The Myth of the Middle Ground
Majority rule means every vote counts equally. But in systems like the Celebration’s, nearly half the judges’ voices—40%—are silenced before a winner is declared. Imagine an election where the most passionate supporters and critics of a candidate are dismissed to find a “moderate” outcome. Would we call that democracy? Of course not. Yet in equestrian sports, we accept this math as fairness.
The logic is flawed. If judges are trained professionals, why are their extremes treated as outliers rather than valid perspectives? If a horse’s performance is truly exceptional, wouldn’t most judges agree? Conversely, if two judges see glaring flaws others miss, shouldn’t that raise questions about the majority’s oversight? By erasing dissent, the system doesn’t eliminate bias—it hides it.
A Culture of Distrust
The Celebration’s scoring method feels less like a solution and more like an admission of guilt. For decades, the event has faced scrutiny. In this context, dismissing judges’ scores reads as a tacit acknowledgment that corruption exists. Why else would organizers preemptively invalidate two votes? It’s a Band-Aid on a bullet wound, designed to placate critics without addressing systemic rot.
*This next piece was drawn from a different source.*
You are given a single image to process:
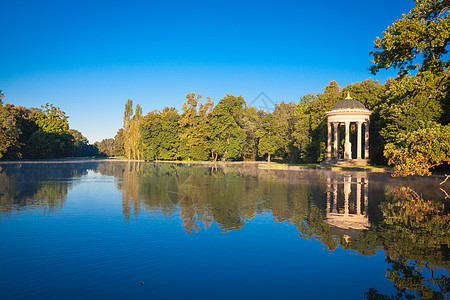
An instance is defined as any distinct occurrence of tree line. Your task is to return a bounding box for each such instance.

True majority rule requires transparency. If judges’ scores diverge wildly, let the public see that discord. Let questions be asked: Why did Judge A score the horse 20 points lower than Judge B? Instead, the trimmed system sweeps inconsistencies under the rug, protecting reputations rather than horses or riders.
The Olympic Comparison
Proponents argue this model mirrors the Olympics, where gymnastics or diving scores drop extremes. But the analogy falters. Olympic judges evaluate technical precision under globally standardized criteria. At the Celebration, scoring is inherently subjective, shaped by cultural preferences for flashy gaits—styles historically tied to abusive training methods. When the criteria themselves are ethically fraught, trimming scores doesn’t ensure fairness; it sanitizes controversy.
Accountability Over Convenience
If the Tennessee Walking Horse industry wants legitimacy, it must stop conflating mathematical convenience with integrity. A five-judge system that only trusts three judges is a confession that the panel can’t be relied on. Either overhaul judge selection and training to ensure unanimity of expertise, or admit that the spectacle is too compromised for objective scoring.
Majority rule isn’t about silencing outliers—it’s about trusting the collective. Until the Celebration confronts the rot at its core, no scoring system will mask the truth: When you discard two-fifths of the votes, you’re not preserving fairness. You’re proving you don’t believe in it.